ZAHEER ABBASI

ISLAMABAD: Finance Minister Ishaq Dar has reportedly conveyed to relevant Ministry that power sector can no longer be run by providing subsidies due to commitments with the International Monetary Fund (IMF) under an Extended Fund Facility.

Sources said the Finance Minister, who recently chaired the first meeting of the Committee formed by the Prime Minister on energy resource rationalization, stated that Water and Power Ministry needs to improve recoveries as power sector can not be the recipient of an unlimited subsidy. Reforms in power sectors are one of the major components of reforms programme agreed by Pakistan with the IMF under a $6.64 billion EFF programme.

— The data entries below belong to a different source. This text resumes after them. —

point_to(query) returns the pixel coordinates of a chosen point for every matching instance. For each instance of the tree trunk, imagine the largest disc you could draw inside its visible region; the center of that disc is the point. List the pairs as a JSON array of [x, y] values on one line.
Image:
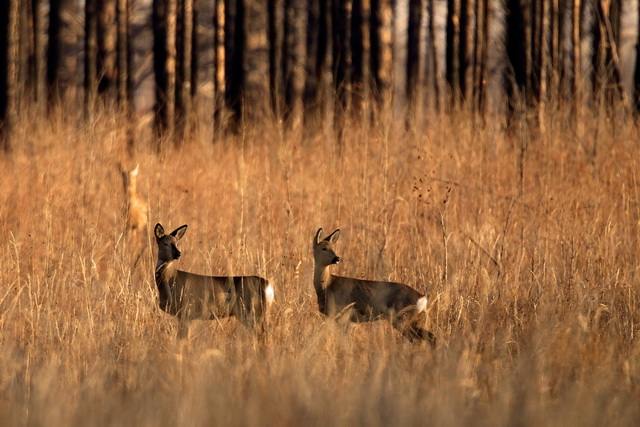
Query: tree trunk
[[516, 75], [293, 61], [542, 61], [183, 95], [159, 61], [8, 71], [255, 62], [123, 52], [219, 66], [361, 48], [433, 55], [341, 18], [195, 50], [452, 51], [276, 31], [312, 79], [234, 40], [107, 49], [61, 67], [39, 51], [90, 56], [170, 65], [382, 49], [576, 57], [414, 37], [466, 51], [636, 75]]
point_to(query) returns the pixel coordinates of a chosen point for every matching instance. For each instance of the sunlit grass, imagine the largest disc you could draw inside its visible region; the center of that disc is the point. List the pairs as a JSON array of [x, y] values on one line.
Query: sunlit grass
[[529, 257]]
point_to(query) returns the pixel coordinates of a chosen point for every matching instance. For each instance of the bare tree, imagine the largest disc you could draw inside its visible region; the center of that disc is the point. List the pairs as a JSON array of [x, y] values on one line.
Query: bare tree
[[107, 46], [381, 49], [576, 57], [219, 65], [452, 51], [234, 53], [294, 60], [61, 67], [414, 37], [39, 51], [341, 19], [466, 49], [636, 75], [184, 70], [123, 53], [159, 60], [8, 71], [90, 56], [255, 61], [361, 48], [516, 71], [433, 54]]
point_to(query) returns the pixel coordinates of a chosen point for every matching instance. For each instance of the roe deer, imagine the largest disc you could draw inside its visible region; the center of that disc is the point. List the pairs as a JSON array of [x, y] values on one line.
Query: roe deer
[[190, 296], [136, 208], [366, 300]]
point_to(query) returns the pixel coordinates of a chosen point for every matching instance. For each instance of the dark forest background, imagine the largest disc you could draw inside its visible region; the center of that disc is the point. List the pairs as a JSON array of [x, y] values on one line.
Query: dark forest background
[[232, 62]]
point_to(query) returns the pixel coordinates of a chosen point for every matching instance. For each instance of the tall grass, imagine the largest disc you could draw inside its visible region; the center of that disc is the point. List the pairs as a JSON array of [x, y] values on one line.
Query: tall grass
[[526, 243]]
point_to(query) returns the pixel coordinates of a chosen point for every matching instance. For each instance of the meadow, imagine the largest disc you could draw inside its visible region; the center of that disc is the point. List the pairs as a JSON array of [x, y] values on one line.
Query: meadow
[[526, 243]]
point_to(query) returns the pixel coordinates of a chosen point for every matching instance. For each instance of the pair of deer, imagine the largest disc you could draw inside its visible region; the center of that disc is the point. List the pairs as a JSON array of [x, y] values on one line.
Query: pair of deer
[[190, 296]]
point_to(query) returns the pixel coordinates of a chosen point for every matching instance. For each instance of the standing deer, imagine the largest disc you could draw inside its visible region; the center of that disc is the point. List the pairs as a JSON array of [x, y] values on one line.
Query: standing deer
[[190, 296], [136, 208], [366, 300]]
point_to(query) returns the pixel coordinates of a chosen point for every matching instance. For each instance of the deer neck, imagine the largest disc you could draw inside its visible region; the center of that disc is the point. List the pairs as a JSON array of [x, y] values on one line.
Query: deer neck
[[165, 274], [321, 277], [132, 189]]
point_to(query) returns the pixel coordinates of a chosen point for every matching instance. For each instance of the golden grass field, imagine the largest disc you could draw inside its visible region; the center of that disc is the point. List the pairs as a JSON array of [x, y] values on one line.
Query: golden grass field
[[537, 314]]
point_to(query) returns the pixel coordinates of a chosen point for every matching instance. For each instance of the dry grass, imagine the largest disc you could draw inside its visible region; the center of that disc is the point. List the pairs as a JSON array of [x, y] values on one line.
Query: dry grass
[[537, 312]]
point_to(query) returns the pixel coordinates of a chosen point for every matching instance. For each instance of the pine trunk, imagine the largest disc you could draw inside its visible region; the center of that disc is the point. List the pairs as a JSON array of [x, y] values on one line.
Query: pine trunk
[[466, 52], [219, 66], [123, 52], [433, 55], [382, 49], [8, 71], [255, 62], [361, 47], [90, 56], [542, 61], [234, 73], [293, 65], [39, 51], [576, 57], [414, 36], [170, 65], [341, 18], [185, 58], [452, 53], [516, 75], [636, 75], [107, 49], [159, 61]]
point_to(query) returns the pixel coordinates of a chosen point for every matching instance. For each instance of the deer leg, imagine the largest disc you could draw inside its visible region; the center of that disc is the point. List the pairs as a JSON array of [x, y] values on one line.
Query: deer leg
[[411, 330], [183, 329]]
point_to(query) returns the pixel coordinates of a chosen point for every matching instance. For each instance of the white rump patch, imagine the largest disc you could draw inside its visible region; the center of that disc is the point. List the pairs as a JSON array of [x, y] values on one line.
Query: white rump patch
[[269, 294], [421, 304]]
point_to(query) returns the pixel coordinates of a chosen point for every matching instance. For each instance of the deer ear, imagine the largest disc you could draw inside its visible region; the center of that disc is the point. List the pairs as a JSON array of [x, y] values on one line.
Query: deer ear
[[158, 230], [178, 233], [333, 237]]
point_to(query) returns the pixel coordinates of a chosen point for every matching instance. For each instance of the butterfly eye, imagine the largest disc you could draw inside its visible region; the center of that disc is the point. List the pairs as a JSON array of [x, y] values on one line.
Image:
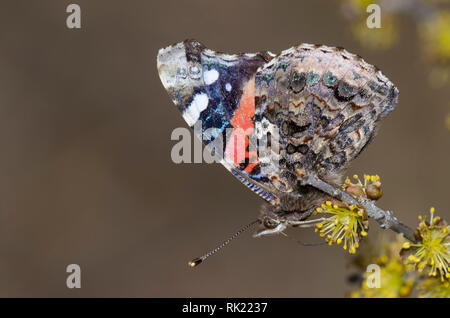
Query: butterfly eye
[[269, 223], [329, 79]]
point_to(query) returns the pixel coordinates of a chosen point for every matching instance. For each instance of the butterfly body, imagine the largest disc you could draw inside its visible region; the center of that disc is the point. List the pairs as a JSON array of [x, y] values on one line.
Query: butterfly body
[[313, 108]]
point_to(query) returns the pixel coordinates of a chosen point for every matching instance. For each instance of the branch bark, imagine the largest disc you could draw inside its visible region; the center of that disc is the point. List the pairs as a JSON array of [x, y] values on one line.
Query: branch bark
[[386, 219]]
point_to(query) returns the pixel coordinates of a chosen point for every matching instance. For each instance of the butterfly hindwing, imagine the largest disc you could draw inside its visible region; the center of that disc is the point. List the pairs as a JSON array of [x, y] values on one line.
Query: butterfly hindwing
[[325, 103]]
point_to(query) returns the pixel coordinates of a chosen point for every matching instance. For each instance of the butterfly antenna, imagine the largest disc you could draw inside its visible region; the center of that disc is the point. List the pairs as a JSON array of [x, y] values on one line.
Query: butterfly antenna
[[199, 260]]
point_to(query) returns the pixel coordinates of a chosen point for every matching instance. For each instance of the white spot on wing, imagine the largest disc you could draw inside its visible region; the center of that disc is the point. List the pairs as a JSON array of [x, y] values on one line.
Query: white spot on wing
[[199, 104], [210, 76]]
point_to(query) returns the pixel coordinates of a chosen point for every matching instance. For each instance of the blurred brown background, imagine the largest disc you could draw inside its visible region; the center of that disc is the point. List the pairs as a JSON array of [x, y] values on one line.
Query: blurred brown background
[[85, 170]]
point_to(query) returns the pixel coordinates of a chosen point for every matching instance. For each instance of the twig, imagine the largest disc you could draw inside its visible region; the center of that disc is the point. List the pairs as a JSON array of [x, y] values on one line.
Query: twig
[[386, 219]]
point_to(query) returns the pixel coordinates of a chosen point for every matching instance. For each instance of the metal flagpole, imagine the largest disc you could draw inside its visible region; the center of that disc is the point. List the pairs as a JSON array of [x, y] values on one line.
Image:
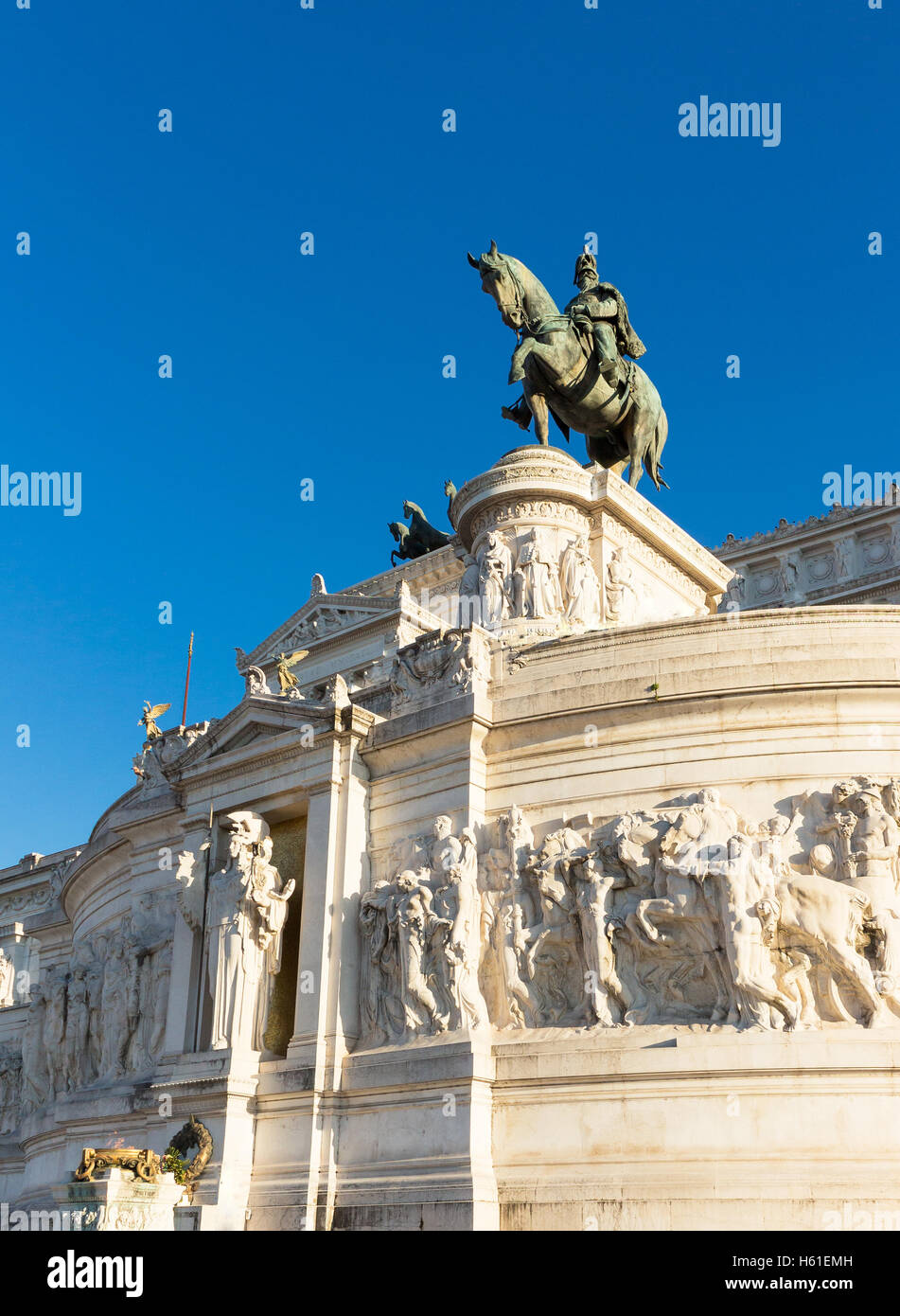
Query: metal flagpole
[[187, 681]]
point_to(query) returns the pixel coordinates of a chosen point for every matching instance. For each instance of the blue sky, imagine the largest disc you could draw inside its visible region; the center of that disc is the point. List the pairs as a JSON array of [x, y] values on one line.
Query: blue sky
[[329, 366]]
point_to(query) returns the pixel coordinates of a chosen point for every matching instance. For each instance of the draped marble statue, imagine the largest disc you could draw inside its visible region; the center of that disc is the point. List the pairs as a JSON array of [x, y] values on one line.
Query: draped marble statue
[[7, 981], [98, 1016], [421, 941], [241, 917], [684, 915]]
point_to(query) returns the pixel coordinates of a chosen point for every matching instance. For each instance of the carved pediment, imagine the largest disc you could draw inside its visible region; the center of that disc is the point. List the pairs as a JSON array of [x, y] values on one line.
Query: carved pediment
[[258, 719]]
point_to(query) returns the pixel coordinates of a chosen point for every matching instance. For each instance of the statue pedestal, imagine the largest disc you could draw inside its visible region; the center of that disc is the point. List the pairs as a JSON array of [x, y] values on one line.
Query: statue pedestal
[[117, 1199], [528, 515]]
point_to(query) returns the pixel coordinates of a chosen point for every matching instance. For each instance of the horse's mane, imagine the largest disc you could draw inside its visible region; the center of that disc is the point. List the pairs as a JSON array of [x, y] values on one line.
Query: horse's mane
[[535, 290]]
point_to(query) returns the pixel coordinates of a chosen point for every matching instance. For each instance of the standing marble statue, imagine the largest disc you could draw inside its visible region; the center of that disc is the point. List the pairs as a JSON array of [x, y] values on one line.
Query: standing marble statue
[[580, 589], [34, 1065], [535, 579], [245, 914], [7, 981], [10, 1076], [495, 579]]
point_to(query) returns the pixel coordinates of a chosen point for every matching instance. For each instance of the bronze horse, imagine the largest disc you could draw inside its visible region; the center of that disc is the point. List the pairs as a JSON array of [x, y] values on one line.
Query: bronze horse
[[560, 375]]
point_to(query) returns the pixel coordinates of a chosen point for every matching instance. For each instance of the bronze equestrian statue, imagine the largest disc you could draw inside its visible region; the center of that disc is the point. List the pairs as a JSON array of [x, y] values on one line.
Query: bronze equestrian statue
[[573, 365]]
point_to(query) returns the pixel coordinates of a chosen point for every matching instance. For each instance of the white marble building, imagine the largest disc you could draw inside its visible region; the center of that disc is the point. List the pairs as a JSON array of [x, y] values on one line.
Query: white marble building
[[539, 894]]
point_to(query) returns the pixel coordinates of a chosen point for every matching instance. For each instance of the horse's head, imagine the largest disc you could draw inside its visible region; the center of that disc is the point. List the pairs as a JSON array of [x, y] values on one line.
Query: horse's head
[[501, 280]]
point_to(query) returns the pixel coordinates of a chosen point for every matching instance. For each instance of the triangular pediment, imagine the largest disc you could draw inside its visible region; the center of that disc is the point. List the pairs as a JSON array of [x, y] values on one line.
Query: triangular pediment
[[256, 721], [327, 617], [321, 617]]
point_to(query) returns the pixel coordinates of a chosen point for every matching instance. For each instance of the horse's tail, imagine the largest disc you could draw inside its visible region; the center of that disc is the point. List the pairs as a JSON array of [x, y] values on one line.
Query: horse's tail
[[651, 462]]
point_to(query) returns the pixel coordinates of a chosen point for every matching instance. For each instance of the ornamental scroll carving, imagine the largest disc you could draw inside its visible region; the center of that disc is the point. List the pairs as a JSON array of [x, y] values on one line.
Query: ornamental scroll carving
[[683, 915]]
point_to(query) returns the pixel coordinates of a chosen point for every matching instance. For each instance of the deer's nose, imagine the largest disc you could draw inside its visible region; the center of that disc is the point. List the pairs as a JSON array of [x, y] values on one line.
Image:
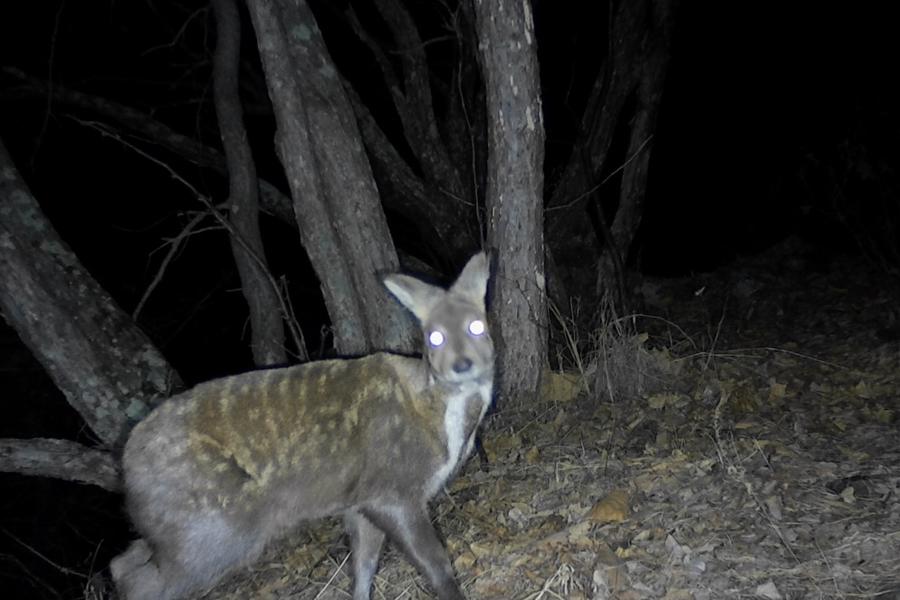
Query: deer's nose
[[462, 365]]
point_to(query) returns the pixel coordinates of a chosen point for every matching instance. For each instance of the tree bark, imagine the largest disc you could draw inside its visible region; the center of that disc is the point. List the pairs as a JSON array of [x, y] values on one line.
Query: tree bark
[[651, 77], [192, 150], [640, 34], [60, 459], [514, 193], [266, 325], [335, 200], [106, 367]]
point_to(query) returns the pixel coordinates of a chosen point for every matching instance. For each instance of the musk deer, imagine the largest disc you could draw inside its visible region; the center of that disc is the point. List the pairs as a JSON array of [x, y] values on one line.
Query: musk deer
[[216, 472]]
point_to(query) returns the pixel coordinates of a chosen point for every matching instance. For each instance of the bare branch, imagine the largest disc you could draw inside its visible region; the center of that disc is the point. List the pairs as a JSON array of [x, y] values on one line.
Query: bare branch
[[272, 200], [266, 329], [60, 459]]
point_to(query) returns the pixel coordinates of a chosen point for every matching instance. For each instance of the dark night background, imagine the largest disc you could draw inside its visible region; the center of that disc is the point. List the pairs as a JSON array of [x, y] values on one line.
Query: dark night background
[[779, 119]]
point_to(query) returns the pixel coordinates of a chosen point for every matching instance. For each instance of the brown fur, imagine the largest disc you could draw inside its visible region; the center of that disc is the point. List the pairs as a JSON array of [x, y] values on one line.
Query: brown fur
[[215, 473]]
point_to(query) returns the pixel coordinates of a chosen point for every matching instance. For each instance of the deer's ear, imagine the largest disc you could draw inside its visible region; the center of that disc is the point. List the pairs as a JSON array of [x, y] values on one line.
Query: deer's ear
[[472, 282], [419, 297]]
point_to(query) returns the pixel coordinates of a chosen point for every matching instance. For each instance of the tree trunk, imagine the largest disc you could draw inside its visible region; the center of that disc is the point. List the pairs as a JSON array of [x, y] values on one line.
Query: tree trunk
[[640, 34], [105, 366], [257, 286], [514, 193], [336, 202], [651, 77]]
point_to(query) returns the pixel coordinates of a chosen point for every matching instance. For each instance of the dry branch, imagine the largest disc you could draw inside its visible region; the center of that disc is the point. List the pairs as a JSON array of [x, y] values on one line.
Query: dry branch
[[60, 459]]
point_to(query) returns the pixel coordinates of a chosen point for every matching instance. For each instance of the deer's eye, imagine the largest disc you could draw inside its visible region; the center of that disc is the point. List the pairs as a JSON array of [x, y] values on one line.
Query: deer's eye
[[476, 327]]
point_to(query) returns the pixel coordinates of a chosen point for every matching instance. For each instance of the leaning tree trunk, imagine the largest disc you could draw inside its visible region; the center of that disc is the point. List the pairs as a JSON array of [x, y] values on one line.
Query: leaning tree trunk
[[514, 192], [336, 202], [633, 74], [105, 366], [257, 285]]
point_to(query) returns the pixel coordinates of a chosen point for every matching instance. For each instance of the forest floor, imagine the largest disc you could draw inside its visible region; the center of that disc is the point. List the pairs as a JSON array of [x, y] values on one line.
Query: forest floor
[[745, 445]]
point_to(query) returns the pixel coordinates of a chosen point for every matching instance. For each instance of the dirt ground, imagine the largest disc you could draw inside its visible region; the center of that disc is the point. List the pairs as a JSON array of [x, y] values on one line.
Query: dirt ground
[[744, 445]]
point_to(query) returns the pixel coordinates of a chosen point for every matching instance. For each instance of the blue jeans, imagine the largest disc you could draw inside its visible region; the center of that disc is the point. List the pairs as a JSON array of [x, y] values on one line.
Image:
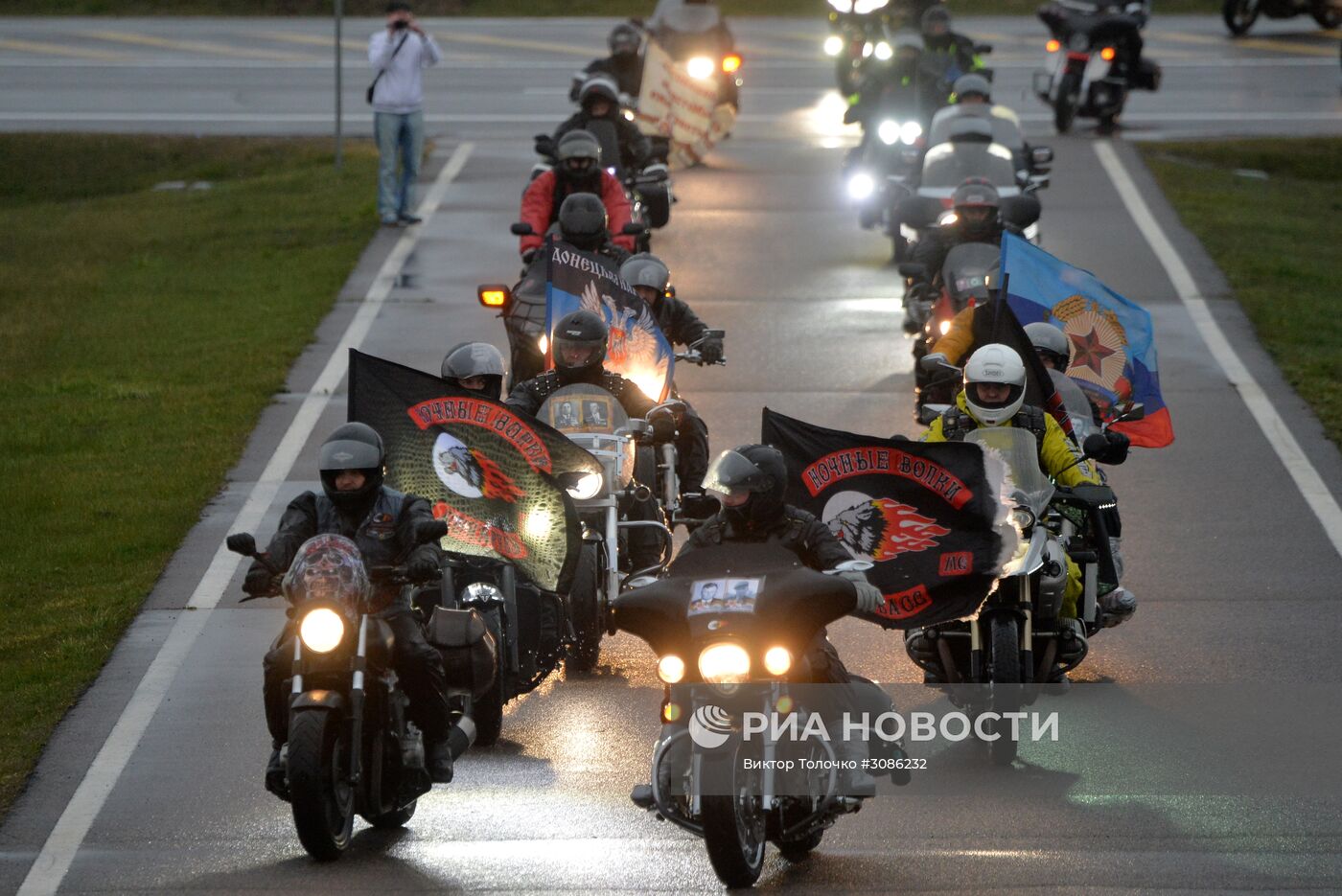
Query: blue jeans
[[405, 136]]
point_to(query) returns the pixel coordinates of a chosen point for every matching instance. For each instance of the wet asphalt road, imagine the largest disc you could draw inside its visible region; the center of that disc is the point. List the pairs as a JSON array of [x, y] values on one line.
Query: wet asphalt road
[[1237, 580]]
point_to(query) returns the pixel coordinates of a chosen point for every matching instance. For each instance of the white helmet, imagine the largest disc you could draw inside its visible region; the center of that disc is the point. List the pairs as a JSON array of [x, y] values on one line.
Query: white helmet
[[995, 364]]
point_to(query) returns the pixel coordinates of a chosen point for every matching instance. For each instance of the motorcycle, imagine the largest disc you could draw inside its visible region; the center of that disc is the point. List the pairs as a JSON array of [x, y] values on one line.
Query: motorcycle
[[352, 748], [721, 657], [594, 420], [1084, 37], [1017, 636], [1240, 15]]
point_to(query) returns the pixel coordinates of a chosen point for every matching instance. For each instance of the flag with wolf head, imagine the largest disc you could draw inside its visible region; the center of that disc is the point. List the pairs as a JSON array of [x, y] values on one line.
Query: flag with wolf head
[[930, 517], [492, 473]]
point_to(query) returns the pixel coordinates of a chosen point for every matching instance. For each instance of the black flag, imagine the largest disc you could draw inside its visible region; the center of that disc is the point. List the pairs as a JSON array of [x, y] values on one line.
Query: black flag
[[486, 470], [928, 516]]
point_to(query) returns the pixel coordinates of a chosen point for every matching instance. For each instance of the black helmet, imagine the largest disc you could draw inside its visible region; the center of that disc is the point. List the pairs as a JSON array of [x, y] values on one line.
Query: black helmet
[[353, 446], [600, 87], [580, 332], [936, 22], [977, 207], [624, 39], [475, 359], [749, 480], [583, 221], [970, 84], [579, 154]]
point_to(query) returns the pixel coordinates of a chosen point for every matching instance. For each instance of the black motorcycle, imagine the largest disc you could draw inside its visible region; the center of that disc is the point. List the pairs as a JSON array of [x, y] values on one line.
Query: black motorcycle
[[352, 748], [730, 628], [1084, 37], [1240, 15]]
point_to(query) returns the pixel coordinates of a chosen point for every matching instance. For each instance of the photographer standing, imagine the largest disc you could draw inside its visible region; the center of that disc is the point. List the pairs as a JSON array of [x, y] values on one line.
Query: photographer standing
[[399, 56]]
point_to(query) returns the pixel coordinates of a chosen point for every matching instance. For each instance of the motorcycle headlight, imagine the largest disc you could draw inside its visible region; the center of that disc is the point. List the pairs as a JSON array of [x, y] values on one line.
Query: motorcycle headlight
[[480, 593], [671, 668], [725, 664], [777, 660], [861, 185], [322, 630], [587, 489], [701, 67]]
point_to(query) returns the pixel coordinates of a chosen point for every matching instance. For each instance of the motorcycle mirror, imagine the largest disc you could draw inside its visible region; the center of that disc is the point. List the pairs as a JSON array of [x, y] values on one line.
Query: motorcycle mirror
[[1094, 445], [429, 531], [494, 295]]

The government has committed to the IMF that power sector reforms would include a time-bound plan to tackle price distortions, insufficient collections, costly and poorly targeted subsidies, governance and regulatory deficiencies, and low efficiency in energy supply and distribution. The government also agreed to limit the accumulation of payables arrears and to gradually reduce the stock, tackle losses, raise payment compliance, and improve energy efficiency and service delivery in the distribution companies (DISCOs). Power sector reforms also include that the government would place high priority on improving energy sector governance and transparency through National Electric Power Regulatory Authority (NEPRA) and institutional capacity of all energy sector PSEs to be strengthened to allow them to operate independently from the government as efficient commercial entities.

The meeting presided over by Dar reportedly decided to launch a campaign to disconnect electricity connections of defaulters and provide a list to the committee. The meeting also decided that action would be taken against those officials of distribution companies who had taken stay orders against them.

An official said the improvement in power sector especially in terms of recoveries and line losses has been far below expectations. Ministry of Water and Power has sought Rs 20 billion for power sector for Eid to ensure minimal load shedding during the festival which has reportedly been released by Finance Ministry. Poor recoveries and massive line losses in the power sector account for an increase in the Rs 220 billion budgeted power sector subsidy to Rs 293 billion by year end.

Water and Power Ministry has urged the ECC to issue policy guidelines for NEPRA to pass on Rs 45 billion through higher tariffs onto consumers on account of transmission and distribution losses for 2013-14 as well as debt servicing of Rs 239 billion loans on an actual basis. Sources in the Finance Ministry said that poor recoveries and growing line losses are the real problems of power sector. They added that nothing would work as long as honest efforts are not put in place without political consideration to improve power sector recoveries and minimize line losses.